Just as with our development of atomic fission, which led both to the horror of atomic warfare and (relatively) clean electrical power for millions, every significant innovation seems to carry with it both extreme positives and extreme negatives. If we want TNT to help greatly increase the building of infrastructure, we must accept it will be used to kill hundreds of thousands of people. If we want safer, cheaper workplaces via robotics, we must remove millions of potential jobs from the marketplace. If we want the convenience of smartphones, we must deal with the repercussions.
One of the late Dr. Stephen Hawking’s common refrains was that the greatest threats to our existence come from the technologies that we’ve devised. In essence, by forging ahead we may well become our own downfall.
Newton’s Third Law states that for every action, there is an equal but opposite reaction. While this was meant to apply to the physical sciences, it has long since proven to be applicable in our daily lives.
What, then, might this mean for the ambitions of Elon Musk? Might splitting the human race across two separate worlds eventually lead to some Solar System civil war that devastates humanity as much as any cosmic or earthbound natural disaster would have? Could gaining a truly massive foothold among consumers with solar and electric car technology upend economies founded on fossil fuels and lead to more war?
Do we side with pushing onward despite the consequences?
The odds, based on history, are in favor of something bad being caused by every good intention. But without those good intentions in the first place, virtually no progress would have been made by our civilization over the past 500 years.
If you removed every major instance of innovation by humankind since the discovery that we could control fire, we would be living on an Earth that looked incredibly different. “We” wouldn’t be here. Humanity would amount to a few million individuals at most, living in bands and tribes on plains, in forested river valleys, along coastlines.
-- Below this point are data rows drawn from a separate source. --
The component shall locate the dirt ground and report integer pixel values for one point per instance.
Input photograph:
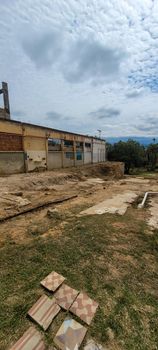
(112, 257)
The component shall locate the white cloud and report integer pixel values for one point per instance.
(75, 58)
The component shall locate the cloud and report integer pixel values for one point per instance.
(88, 59)
(52, 115)
(149, 125)
(43, 47)
(134, 94)
(78, 61)
(103, 113)
(18, 113)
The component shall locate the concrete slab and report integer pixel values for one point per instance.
(92, 345)
(65, 296)
(84, 307)
(44, 311)
(153, 209)
(31, 340)
(70, 335)
(52, 281)
(115, 205)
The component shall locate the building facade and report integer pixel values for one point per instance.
(27, 147)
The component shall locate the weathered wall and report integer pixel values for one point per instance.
(98, 151)
(11, 162)
(75, 150)
(35, 150)
(10, 142)
(54, 160)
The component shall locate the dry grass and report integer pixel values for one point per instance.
(112, 258)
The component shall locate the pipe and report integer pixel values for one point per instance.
(141, 205)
We would be safer, as a species, only because we did not dare to dream. By dreaming, we discovered there are risks, but we continued because there was always something to fix, something we could do better, somewhere else to go.
Elon Musk, and everyone who thinks like him, understand there are risks. In fact, they know that there will be some bad things, some complications, that arise because of their actions. But a choice had to be made between pressing onward versus sitting still, and they chose to face the darkness so that, at the very least, some light could be shed upon it.